Journal d'un marchand de rêves de Anthelme Hauchecorne

Année d'édition : 2016
Edition : Atelier Mosesu
Nombre de pages : 600
Public visé : Adulte
Quatrième de couverture :
J'ai séjourné en hôpital psychiatrique. Pas de quoi fouetter un chat sauf lorsque, comme moi, vous êtes fils de stars. Par crainte du scandale, mes parents m'ont expédié loin d'Hollywood, dans la vieille Europe. Les meilleurs spécialistes m'ont déclaré guéri. En vérité, la thérapie a échoué. Les songes ont repris, plus dangereux que jamais. Malgré moi, je me trouve mêlé aux intrigues de puissants Rêveurs. Des gens charmants et bien décidés à m'éliminer, mais avec élégance. M'entêter serait totalement déraisonnable. Pourtant, deux plaies à vif m empêchent de tourner la page... La première est une fille. La seconde, une soif de vengeance. Je m'appelle Walter Krowley. Vous tenez mon journal intime. Prenez-en soin. Ce livre pourrait devenir mon testament...

La première page :


Mon avis :


Walter Krowley vit à Hollywood. Depuis des années, il tente de s'y faire une place et ce n'est guère facile lorsque l'on a comme lui, un père réputé et très bon acteur. Sa mère ? Partie trop tôt avant de se faire un nom dans ce milieu rude et impitoyable qu'est Hollywood. Heureusement, il y a Trevor Trump, son meilleur ami, celui avec qui il réalise les quatre cents coups. Mais lors d'une soirée trop arrosée, c'est le drame. Leur véhicule percute une autre auto, tuant ses passagers. Dès lors, Walter se sent coupable et commence à avoir des troubles du sommeil. Jusqu'à cette étrange nuit, où il se réveille dans une chambre qui n'est pas la sienne : bienvenue à Doowylloh...

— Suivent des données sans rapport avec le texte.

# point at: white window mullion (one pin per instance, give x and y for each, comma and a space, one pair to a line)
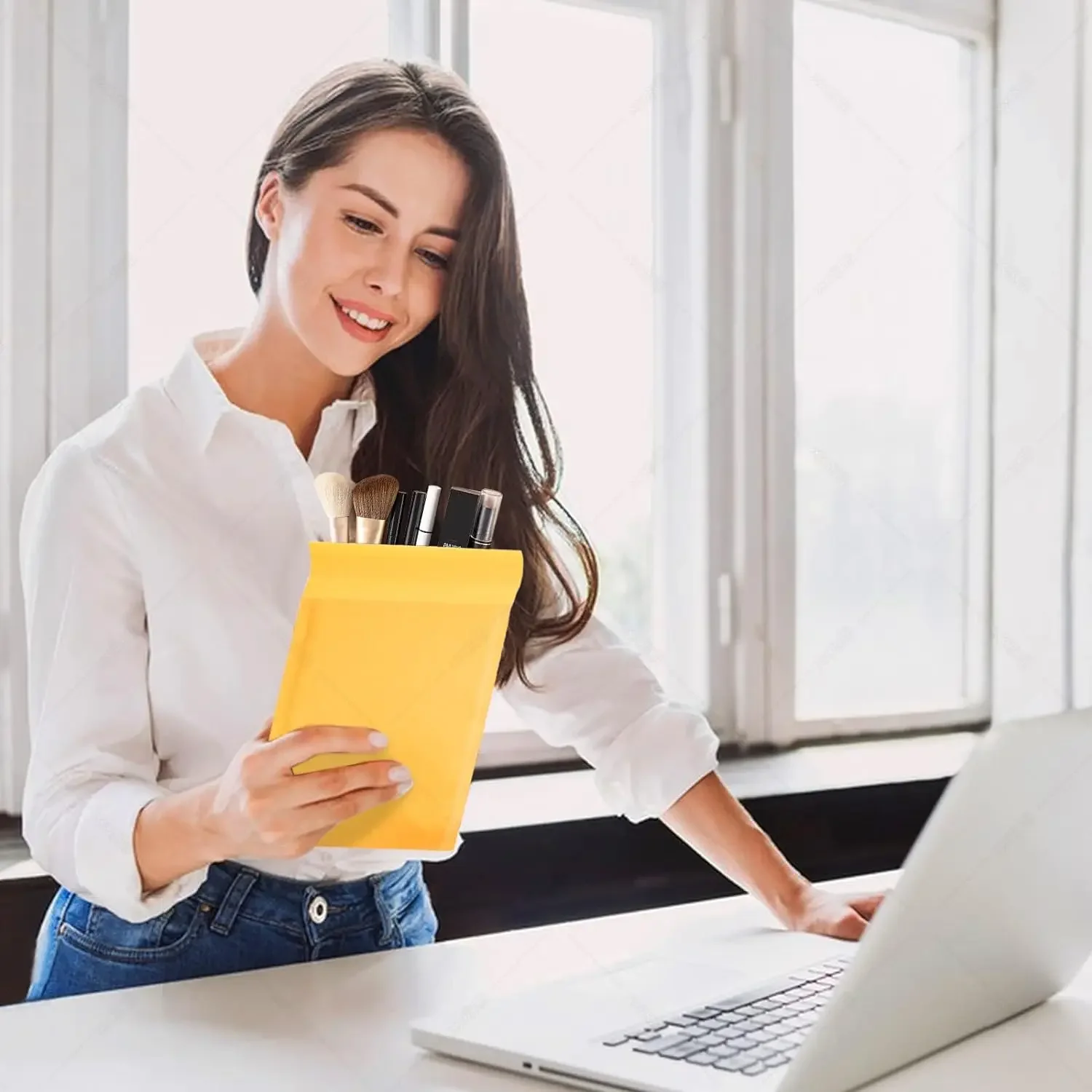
712, 261
87, 284
681, 609
762, 397
24, 342
415, 30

Je suis l'auteur depuis ses débuts, (la tour des illusions) et plus je le découvre, plus je remarque son évolution, son amélioration, son imagination hallucinante. Ya un truc chez Anthelme qui le rend à part. Ne signature qui fait qu'on sait lorsqu'on le lit lui et pas un autre, sa marque de fabrique : ses romans ne peuvent pas être classés. Ce sont des inclassables de l'imaginaire. Vraiment. Tantôt Steampunk, tantôt horreur ou fantastique avec une touche de SF, on est dans un univers qui casse les codes et qui se veut à part.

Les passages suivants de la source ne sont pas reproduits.